Terrasse (1è version)
Ils sont partis. Ils ont du travail. Ils font des choses
sérieuses, eux. Ils sont partis travailler, leur
physique, leur informatique, leur sociologie, leur droit... Ils
sont partis et m'ont laissé là. Pas un ne m'a
entendu, pas un n'a compris. Par pitié, ne me laissez pas
avec moi...
Il sont partis. Ils s'occupent de choses sérieuses. J'ai
dérivé, perdu dans le courant. Je me suis échoué
sur la terrasse. La ville est grande. La ville est lumineuse.

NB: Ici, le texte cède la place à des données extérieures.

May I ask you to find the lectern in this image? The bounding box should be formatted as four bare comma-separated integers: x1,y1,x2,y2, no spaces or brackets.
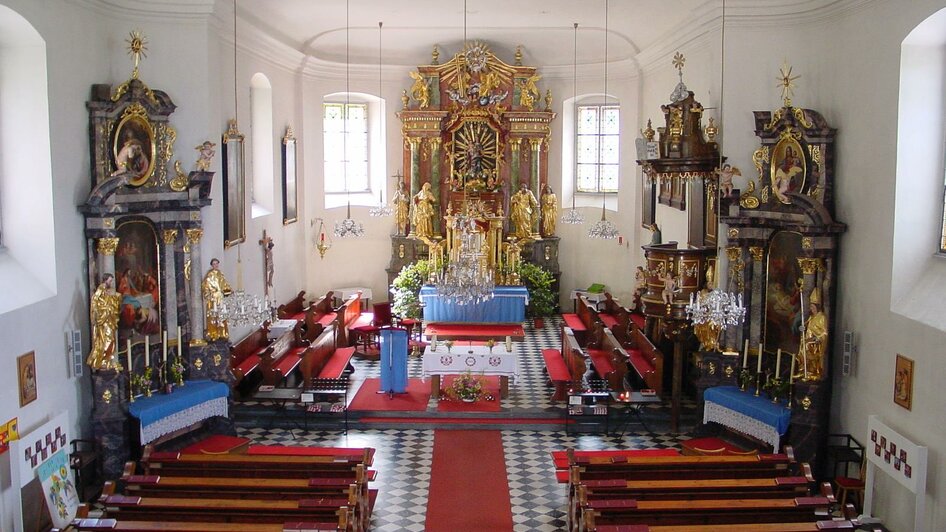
378,327,407,394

La ville est laide, désespérément humaine,
pleine de grandes personnes qui s'occupent de choses
sérieuses. Il y a, çà et là, des
lumières allumées, des réverbères
éclairant la nuit, des enseignes publicitaires. Je
rêve. La bombe arrive. La nappe de feu s'étend,
écrasant tout sur son passage. Les maisons, les immeubles
sont engloutis entiers dans la fournaise, s'effondrent dans la
poussière et dans le bruit. La nappe de feu gagne, de
proche en proche, sans soucis des limitations de vitesse. Elle
recouvre la ville, la détruit, vient s'échouer sur
la colline comme la mer sur un quai, s'arrête à mes
pieds, ne laissant d'intact que la partie émergée. Je
me réveille. La ville est là, géante,
hideuse, avec ses lumières jaunes et ses maisons noires.
Des voitures se poursuivent dans les rues, au hasard, guidées
par on ne sait quel instinct incompréhensible. Le
bruit de fond est sourd, continu, comme le grognement d'une bête
géante qui se sait détestée et se prépare
à mordre.
Rassure-toi, sale bête, je ne m'approcherai pas.
Deux ambulances jouent à cache-cache avec d'autres
voitures. Un coup de sirène ici, un autre là,
elles se répondent en s'ouvrant le chemin. Elles courent
à leur vie, vite, vite, elles vont s'occuper de choses
sérieuses, de sauver des vies humaines ou de récupérer
un abruti tombé en coma éthylique, qui sait. Elles
jouent à dépasser les autres, elles sont pressées.
La navette arrive. J'entends son bruit sifflant, je la vois
arriver sur la place où elle fait demi-tour et va se
cacher derrière un bâtiment. Deux minutes après,
le flot d'étudiants qu'elle a déposés
arrive, montant l'escalier d'un pas décidé,
pressé. Ils passent à ma droite, loin, sur la
route, et disparaissent derrière le mur, la démarche
saccadée, sans un regard autour d'eux.
Surtout, ne jamais perdre de temps à regarder autour
de soi. Il y a du travail, ne nous laissons pas distraire.
Les ambulances se sont tues, la navette est repartie, les
étudiants ont disparu. Il reste la ville, la terrasse, et
moi. Moi, appuyé sur la rambarde, à regarder cet
être monstrueux qui aimerait me dévorer.
D'un coup d'oeil, j'évalue la distance qui me sépare
du mur de pierre, en contrebas de la terrasse. Une dizaine de
mètres. J'ai peur. Je n'ai pas envie de finir dans une
chaise roulante... Mais puis-je prendre le risque de continuer
dans cette vie ? Je regarde encore. Le vide m'attire,
m'appelle. Le mur m'attend impatiemment. Le vent froid me
pousse, il veut m'aider.
J'hésite encore. Ce n'est vraiment pas haut. Je risque
bien de me blesser pour rien, de n'arriver nulle part sinon à
l'hôpital, après un voyage dans une de ces
ambulances criardes et pressées qui s'occupent de choses
sérieuses.
Je pense à elle. Celle qui a eu la maladresse de
laisser traîner un filet, dans lequel je me suis
entortillé de telle manière qu'elle même ne
sait plus m'en démêler. Celle qui est bien emmerdée
d'avoir attrapée un poisson alors qu'elle ne pêchait
plus. Je ne sais plus. Le vide m'appelle... Que
fera-t-elle, après ? Va-t-elle me pleurer ? Saura-t-elle,
surtout, vivre avec ça ? Je sais. Je n'ai pas le droit
de lui imposer ça. Je m'éloigne de la rambarde,
je quitte la terrasse.
C'est à cause d'elle que je suis encore en vie.